# TDAMapper Visualization of the BitcoinHeist Dataset
This notebook demonstrates how to use KeplerMapper to analyze the BitcoinHeist dataset for ransomware detection in the Bitcoin blockchain. We'll preprocess the data, apply a dimensionality reduction technique, and visualize it using TDAMapper.


In [19]:
# Ensure that the necessary packages are installed
#!pip install kmapper scikit-learn pandas matplotlib

In [20]:
# Import necessary libraries
import pandas as pd
import numpy as np
import kmapper as km
from sklearn.preprocessing import StandardScaler
from sklearn.decomposition import PCA




## Overview of the BitcoinHeist Dataset

The BitcoinHeist dataset is a rich collection of data extracted from the Bitcoin blockchain, designed specifically for the analysis of ransomware transactions. It includes detailed information on Bitcoin transactions that have been flagged as potential ransom payments.

URL: https://www.ijcai.org/proceedings/2020/0612.pdf

### Dataset Description

- **Data Points:** The dataset comprises transactions sampled over several years from the Bitcoin blockchain.
- **Features:** Each transaction in the dataset is characterized by several features such as:
  - `address`: The Bitcoin address involved in the transaction.
  - `year`: The year the transaction was made.
  - `day`: The day of the transaction within the year.
  - `length`: A metric indicative of the length of the transaction chain.
  - `weight`: A measure of the transaction's cumulative security based on the participating addresses.
  - `count`: The number of transactions associated with the specific address.
  - `looped`: The number of looped transactions to self.
  - `neighbors`: The number of neighboring nodes in the transaction graph.
  - `income`: The amount of Bitcoin transacted.
  - `label`: Classification of the transaction (e.g., 'white' or, 'ransomwarex', specific ransomware family names).

### Use Cases

This dataset is widely used in cybersecurity research to develop models that can identify and classify ransomware transactions based on blockchain analysis. By applying machine learning and data mining techniques, researchers can:
- Detect unusual patterns indicating fraudulent activities.
- Develop systems that automatically flag transactions related to ransomware.
- Analyze trends in ransomware evolution over time based on transaction data.

### Dataset Accessibility

The BitcoinHeist dataset is typically available through academic data repositories and can be used under specific terms and conditions for educational and research purposes.

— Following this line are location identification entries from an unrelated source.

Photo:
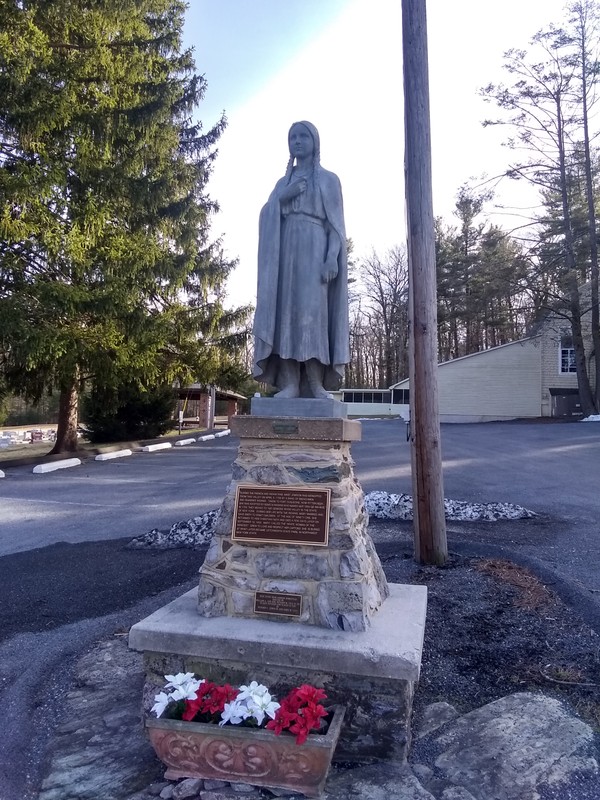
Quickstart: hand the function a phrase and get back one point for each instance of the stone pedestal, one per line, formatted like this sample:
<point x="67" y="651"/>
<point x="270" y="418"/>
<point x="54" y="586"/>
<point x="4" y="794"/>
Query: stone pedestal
<point x="356" y="637"/>
<point x="372" y="673"/>
<point x="340" y="586"/>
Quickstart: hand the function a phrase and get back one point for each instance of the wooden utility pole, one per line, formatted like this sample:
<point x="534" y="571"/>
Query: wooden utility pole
<point x="428" y="491"/>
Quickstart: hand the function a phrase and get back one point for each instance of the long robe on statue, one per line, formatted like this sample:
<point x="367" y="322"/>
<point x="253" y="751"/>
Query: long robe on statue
<point x="298" y="316"/>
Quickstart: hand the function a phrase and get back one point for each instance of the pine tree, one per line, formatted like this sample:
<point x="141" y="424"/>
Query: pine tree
<point x="107" y="273"/>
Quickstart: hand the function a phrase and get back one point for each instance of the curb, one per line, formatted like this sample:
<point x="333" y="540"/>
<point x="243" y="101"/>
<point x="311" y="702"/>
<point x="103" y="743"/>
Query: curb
<point x="54" y="465"/>
<point x="152" y="448"/>
<point x="113" y="454"/>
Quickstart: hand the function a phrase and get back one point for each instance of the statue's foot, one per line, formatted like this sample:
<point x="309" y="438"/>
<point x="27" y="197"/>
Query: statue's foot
<point x="288" y="393"/>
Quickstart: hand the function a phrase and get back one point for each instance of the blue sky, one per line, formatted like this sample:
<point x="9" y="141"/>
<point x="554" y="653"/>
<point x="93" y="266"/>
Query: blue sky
<point x="338" y="63"/>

https://www.kaggle.com/datasets/sapere0/bitcoinheist-ransomware-dataset
https://archive.ics.uci.edu/dataset/526/bitcoinheistransomwareaddressdataset

### Visualization and Analysis

Using data visualization and topological data analysis tools like KeplerMapper, we can explore complex patterns and relationships within the data, providing insights that are critical for enhancing blockchain security measures.

---

**Note:** The article originally uses the R:TDAMapper code (on temporal snapshots) but the library code is outdated now. Below we only give a Python overview of the data without using a rigorous backtesting approach.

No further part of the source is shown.